Registered machine guns owners have the reputation of being the most well behaved class of firearms owners for the last 90 years because of the tax and registration process involved as well as the cost to join the group.
Something that a lot of people fail to grasp is that in the majority of cases, it takes a little bit of time before you can join the legal, transferable machinegun owners club. Although as soon as you turn 21, you legally can, the vast majority of 21 year olds don't have the disposable income to buy in.
By the time most of us (who are not trust fund babies) have the cash available to buy transferables, we have matured enough as shooters to not behave at ranges like the majority of kids in their 20s do. The kind of behaviour that makes you pack up your stuff and move as far away from them as possible so you don't accidentally get shot by one as they laugh and spray the berms with uncontrolled hipfire.
Today, you can pick up a basic, low budget AR for under $500, and a FRT for what, $150? This is well within the budget of the average high school dropout. And these kids were bad enough when you encountered them at the range when they were shooting semi-auto. They are going to be intolerable doing mag dumps with their new FRTs in-between hits on the vape full of weed.
This behaviour will be noticed and soon enough it will be impossible to find a range that allows FA fire, specifically because of kids and their FRTs.

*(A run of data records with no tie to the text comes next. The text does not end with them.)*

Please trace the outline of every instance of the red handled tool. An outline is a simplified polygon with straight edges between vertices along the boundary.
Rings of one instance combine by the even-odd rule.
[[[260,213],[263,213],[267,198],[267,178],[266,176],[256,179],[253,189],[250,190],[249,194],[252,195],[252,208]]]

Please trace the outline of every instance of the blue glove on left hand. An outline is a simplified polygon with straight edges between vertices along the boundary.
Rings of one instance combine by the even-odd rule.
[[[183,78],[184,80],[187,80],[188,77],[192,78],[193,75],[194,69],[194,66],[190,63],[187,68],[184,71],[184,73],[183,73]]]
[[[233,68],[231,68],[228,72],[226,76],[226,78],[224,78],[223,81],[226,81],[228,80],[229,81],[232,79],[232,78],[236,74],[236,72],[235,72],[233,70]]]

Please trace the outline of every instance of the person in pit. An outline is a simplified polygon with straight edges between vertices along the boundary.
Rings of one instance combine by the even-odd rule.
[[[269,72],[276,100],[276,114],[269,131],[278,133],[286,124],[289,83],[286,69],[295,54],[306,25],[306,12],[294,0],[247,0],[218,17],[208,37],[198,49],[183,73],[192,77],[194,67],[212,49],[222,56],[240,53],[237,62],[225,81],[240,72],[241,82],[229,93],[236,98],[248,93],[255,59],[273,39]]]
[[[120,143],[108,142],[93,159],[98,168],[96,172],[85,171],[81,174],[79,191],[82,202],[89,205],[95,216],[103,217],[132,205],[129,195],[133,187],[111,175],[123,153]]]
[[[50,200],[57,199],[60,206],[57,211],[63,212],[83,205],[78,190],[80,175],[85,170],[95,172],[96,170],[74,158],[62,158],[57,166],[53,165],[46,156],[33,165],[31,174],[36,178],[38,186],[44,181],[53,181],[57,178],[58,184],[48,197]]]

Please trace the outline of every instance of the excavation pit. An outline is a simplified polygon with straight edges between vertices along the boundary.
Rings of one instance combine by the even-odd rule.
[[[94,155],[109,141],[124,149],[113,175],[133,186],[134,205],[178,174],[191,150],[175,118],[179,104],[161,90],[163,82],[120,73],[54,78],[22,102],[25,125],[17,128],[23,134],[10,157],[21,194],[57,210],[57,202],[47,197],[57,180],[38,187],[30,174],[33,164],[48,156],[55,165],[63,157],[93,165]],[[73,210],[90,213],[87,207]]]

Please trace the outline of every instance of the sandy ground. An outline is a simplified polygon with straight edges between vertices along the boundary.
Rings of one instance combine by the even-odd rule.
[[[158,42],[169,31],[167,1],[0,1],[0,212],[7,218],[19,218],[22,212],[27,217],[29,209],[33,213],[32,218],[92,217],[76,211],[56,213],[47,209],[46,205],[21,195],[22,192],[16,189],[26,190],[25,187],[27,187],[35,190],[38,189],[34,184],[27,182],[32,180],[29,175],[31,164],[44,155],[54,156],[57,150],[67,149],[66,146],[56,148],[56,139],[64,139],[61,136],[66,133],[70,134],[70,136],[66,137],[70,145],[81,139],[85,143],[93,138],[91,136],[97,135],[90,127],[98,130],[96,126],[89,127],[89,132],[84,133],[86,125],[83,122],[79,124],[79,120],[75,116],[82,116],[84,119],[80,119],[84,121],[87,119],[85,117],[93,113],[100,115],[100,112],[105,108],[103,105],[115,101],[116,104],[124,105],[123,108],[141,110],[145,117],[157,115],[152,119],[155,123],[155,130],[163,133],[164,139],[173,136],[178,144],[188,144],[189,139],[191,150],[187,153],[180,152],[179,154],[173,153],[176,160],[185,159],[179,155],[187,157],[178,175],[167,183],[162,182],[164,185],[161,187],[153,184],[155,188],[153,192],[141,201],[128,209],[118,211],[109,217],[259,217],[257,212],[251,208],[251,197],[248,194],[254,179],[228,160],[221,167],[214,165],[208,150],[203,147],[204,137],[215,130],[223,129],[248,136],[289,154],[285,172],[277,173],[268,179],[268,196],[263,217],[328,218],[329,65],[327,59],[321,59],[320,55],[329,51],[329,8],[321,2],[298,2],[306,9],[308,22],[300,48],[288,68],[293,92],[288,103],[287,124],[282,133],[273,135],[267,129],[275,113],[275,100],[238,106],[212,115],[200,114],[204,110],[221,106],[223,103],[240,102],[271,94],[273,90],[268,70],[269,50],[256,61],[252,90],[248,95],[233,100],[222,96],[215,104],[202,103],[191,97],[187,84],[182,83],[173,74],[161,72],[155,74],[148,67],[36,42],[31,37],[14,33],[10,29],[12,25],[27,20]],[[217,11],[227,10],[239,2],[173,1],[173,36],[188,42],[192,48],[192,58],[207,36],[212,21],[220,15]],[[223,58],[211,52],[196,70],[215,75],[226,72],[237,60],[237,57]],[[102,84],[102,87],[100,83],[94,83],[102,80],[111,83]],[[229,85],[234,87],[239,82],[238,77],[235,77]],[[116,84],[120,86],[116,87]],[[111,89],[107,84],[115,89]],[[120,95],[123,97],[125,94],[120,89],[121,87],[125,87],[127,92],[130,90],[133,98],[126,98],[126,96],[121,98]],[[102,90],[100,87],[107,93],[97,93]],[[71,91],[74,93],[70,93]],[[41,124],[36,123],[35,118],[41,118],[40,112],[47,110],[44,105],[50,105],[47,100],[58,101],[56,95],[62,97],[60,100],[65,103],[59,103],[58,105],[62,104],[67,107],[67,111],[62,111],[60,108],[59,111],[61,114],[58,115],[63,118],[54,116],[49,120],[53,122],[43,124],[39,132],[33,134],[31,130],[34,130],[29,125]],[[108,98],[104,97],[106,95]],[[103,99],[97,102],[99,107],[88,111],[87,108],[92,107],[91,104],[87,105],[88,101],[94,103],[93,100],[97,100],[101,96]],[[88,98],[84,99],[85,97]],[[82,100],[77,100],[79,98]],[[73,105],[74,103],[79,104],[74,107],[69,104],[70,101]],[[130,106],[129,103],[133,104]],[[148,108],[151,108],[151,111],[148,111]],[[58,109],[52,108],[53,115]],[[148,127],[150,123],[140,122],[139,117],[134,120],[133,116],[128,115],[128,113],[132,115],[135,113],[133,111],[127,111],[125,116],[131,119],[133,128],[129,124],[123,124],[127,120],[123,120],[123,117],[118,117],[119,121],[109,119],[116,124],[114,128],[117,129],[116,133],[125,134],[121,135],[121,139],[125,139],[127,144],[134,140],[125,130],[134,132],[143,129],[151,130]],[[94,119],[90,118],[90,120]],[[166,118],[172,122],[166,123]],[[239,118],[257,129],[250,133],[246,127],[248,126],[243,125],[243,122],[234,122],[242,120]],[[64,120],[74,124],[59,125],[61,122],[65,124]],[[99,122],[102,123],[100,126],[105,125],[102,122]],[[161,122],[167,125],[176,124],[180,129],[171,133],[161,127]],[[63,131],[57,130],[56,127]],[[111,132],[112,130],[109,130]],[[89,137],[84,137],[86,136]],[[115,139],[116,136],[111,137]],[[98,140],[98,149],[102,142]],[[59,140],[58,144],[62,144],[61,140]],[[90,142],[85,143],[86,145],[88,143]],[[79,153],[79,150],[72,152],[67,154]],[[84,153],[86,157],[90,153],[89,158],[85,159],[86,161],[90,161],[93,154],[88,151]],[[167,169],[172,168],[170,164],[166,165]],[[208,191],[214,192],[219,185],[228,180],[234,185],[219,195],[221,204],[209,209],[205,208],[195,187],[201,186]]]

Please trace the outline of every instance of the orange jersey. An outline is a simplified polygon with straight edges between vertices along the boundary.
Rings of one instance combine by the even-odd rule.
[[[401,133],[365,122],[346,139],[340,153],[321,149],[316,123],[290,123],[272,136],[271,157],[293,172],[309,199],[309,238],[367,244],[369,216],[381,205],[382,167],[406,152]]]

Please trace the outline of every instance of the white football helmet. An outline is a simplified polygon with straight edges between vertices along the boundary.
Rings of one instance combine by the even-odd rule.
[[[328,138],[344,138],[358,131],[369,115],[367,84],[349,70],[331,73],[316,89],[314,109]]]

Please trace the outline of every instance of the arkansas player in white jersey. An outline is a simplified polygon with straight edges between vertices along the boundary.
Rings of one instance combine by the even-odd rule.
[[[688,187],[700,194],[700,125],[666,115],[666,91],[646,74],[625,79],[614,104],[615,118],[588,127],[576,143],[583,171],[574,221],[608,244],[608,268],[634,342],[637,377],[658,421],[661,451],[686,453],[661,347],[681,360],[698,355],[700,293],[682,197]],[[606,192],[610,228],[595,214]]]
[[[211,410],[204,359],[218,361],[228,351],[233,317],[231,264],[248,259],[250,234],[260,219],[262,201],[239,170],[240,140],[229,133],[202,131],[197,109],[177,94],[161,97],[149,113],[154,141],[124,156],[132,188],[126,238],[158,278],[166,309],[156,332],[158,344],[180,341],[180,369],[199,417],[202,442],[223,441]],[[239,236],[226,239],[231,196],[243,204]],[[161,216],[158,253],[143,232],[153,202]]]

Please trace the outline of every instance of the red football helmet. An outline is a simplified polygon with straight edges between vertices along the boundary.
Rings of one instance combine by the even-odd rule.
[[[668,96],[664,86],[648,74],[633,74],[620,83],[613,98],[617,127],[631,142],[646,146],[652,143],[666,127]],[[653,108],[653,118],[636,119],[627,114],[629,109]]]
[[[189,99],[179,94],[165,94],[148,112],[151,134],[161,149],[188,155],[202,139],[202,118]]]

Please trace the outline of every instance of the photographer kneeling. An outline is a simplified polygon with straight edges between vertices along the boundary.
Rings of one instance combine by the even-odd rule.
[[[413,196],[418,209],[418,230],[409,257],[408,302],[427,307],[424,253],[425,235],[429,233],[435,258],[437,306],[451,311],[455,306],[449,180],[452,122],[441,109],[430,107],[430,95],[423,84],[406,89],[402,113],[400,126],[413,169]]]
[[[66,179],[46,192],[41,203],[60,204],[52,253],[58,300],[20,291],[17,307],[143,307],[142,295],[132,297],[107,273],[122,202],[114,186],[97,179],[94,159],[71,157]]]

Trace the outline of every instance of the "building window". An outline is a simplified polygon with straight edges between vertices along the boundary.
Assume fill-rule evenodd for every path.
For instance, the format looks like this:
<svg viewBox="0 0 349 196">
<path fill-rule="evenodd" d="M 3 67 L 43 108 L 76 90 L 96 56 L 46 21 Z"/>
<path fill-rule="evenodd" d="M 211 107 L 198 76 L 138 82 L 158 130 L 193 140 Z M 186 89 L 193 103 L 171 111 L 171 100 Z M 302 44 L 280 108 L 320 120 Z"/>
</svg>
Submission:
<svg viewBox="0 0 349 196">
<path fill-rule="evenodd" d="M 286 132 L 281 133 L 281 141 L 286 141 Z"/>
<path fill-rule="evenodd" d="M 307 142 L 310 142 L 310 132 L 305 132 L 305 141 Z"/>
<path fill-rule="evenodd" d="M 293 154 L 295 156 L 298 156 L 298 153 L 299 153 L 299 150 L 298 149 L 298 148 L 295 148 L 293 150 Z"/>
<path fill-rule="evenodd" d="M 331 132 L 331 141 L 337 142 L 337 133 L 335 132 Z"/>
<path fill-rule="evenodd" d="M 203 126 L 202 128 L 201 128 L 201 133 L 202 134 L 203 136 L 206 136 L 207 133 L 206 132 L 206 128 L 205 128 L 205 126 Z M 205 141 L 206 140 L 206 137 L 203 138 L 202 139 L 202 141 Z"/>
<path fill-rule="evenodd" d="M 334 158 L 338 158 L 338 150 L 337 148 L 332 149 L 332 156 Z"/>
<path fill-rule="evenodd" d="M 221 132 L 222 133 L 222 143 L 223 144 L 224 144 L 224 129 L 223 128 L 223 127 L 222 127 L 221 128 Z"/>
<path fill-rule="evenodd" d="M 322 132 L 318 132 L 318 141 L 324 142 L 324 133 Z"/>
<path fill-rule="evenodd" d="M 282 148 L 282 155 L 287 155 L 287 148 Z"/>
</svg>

And the states will not differentiate between "real" registered MGs and FRTs. They will lump them in together because the state level lawmakers and lawyers don't know the difference, nor do they care. So the kids and their "loophole" devices are most certainly going to not only give "real" MG owners a bad reputation, but they are going to bring down a lot of bans on us too.
Guaranteed.
And that whole "common use" argument is as useless and the stack of law cases that "sovereign citizens" try to use to get out of traffic violations.